E-mail received :
On 8/2/2014 7:50 AM, Dan Cragg wrote:
I had the distinct honor of serving with YNCM Avera in Vietnam. He often spoke of his service on Operation Deep Freeze. We were in awe of his Wintering Over service medal.
In Vietnam we were both assigned to the Secretary of the Joint Staff Military History Branch, Military Assistance Command, where we worked on the command histories of the Vietnam War
Jerry and I shared quarters at the Metropole Bachelor Enlisted quarters on Tran Hung Dao Boulevard in Saigon in 1965. Early on the morning of December 4, 1965 the Vietcong blew
up our quarters with a car bomb. Our room was on the third floor of the building facing the street where the bomb went off. I was not there that morning but Jerry was.
At the first sound of gunfire as our guard exchanged shots with the terrorists, Jerry got up and took cover in the hallway as we were instructed to do in such
emergencies. When the firing finally died away Jerry thought the attack was over and went back into our room at the very moment the bomb went off.
A piece of fragment
struck him on the top of his head and dazed him. The blood from his wound blinded him so he staggered onto and fell down my bed and bled all over it. He spent a few days in
the hospital.
When we went there to award him his Purple Heart our colonel asked, "Avera, think you'll extend your tour again?" I won't tell you exactly what he replied.
The day after the bombing I was allowed back into our room to retrieve my personal gear. The room was a shambles, the windows blown out, the door ripped off and lying in the hallway.
When I picked it up I noticed a hole punched through the solid wood by the projectile that wounded Jerry. I stood the door up and observed the hole the fragment had made If I had
been standing there that morning instead of Jerry, that fragment would have hit me right in the Adam's apple.
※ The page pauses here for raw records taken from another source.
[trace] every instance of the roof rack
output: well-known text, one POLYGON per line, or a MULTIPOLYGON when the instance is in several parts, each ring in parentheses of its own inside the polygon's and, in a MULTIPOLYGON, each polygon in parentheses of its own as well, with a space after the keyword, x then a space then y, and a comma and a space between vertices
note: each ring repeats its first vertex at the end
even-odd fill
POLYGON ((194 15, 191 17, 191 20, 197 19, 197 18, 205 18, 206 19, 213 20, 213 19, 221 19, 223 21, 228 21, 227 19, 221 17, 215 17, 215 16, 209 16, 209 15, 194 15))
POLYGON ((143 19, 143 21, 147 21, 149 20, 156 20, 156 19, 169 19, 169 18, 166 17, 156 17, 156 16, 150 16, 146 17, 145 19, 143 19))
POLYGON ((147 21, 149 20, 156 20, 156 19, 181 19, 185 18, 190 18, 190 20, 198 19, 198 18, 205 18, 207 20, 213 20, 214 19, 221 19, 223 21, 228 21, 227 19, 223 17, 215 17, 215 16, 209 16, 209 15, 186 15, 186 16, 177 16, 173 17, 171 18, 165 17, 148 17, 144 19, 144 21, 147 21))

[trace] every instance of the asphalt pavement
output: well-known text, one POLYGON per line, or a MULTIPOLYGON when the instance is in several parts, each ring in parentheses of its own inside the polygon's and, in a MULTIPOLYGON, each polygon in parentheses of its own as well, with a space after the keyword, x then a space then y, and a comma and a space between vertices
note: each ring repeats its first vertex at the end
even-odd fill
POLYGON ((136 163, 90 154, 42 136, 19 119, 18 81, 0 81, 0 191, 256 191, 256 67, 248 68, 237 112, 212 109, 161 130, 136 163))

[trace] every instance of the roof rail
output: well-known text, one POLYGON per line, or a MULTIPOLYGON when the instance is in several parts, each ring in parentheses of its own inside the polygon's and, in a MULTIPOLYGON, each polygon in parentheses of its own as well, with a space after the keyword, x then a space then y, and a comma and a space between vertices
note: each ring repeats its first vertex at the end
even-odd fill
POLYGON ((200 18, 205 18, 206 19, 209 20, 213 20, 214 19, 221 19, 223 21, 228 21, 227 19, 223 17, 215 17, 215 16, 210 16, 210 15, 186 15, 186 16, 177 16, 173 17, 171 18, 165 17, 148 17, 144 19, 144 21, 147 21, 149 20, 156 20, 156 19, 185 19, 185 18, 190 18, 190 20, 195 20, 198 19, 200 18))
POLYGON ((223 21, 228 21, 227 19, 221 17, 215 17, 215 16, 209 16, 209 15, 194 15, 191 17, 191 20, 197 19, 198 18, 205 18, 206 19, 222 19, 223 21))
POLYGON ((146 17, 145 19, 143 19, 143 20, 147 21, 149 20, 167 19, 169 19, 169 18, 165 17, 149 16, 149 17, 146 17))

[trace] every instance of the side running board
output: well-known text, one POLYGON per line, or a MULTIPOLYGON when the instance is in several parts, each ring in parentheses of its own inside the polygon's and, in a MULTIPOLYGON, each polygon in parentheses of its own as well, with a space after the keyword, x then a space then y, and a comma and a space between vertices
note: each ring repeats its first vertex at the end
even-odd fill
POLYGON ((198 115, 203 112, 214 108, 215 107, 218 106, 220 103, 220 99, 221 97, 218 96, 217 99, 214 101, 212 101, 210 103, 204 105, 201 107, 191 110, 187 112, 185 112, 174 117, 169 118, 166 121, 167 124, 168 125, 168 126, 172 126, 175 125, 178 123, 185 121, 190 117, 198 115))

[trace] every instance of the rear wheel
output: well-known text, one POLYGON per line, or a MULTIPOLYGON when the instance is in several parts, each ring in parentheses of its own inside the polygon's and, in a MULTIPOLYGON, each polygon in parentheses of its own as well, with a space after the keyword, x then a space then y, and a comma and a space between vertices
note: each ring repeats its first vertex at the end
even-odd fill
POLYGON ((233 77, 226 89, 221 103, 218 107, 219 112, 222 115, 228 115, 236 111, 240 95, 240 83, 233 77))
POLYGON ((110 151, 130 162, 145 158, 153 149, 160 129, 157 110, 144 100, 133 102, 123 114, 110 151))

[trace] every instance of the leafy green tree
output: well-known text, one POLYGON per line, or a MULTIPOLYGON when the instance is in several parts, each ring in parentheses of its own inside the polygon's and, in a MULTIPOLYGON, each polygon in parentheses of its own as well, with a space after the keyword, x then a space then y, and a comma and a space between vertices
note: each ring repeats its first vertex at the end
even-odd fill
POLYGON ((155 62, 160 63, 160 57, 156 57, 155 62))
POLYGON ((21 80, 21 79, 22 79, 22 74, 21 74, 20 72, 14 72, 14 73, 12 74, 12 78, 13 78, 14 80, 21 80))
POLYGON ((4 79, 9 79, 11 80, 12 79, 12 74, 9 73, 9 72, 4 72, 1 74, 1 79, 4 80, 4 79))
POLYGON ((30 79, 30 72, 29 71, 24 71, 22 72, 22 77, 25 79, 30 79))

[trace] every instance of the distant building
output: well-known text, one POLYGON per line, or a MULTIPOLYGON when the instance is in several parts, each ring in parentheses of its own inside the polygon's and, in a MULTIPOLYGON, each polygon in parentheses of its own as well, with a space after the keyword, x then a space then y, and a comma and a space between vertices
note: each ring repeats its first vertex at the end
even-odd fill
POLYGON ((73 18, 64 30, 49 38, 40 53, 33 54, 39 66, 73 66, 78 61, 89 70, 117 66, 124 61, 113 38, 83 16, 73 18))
Jerry Avera was a very talented man. I especially admired his natural talent as an artist Some of his cartoons were published in various newspapers he was so good. He could
take a pencil and in a few minutes produce a caricature that would make anybody laugh, some of me, which unfortunately I've lost now. The last time I saw him I was leaving the
Pentagon Building and we only had time to exchange greetings.
Jerry was a good shipmate at sea and everywhere else he ever wound up. He was taken from us too young. I think often of him and those days we served together and I miss him.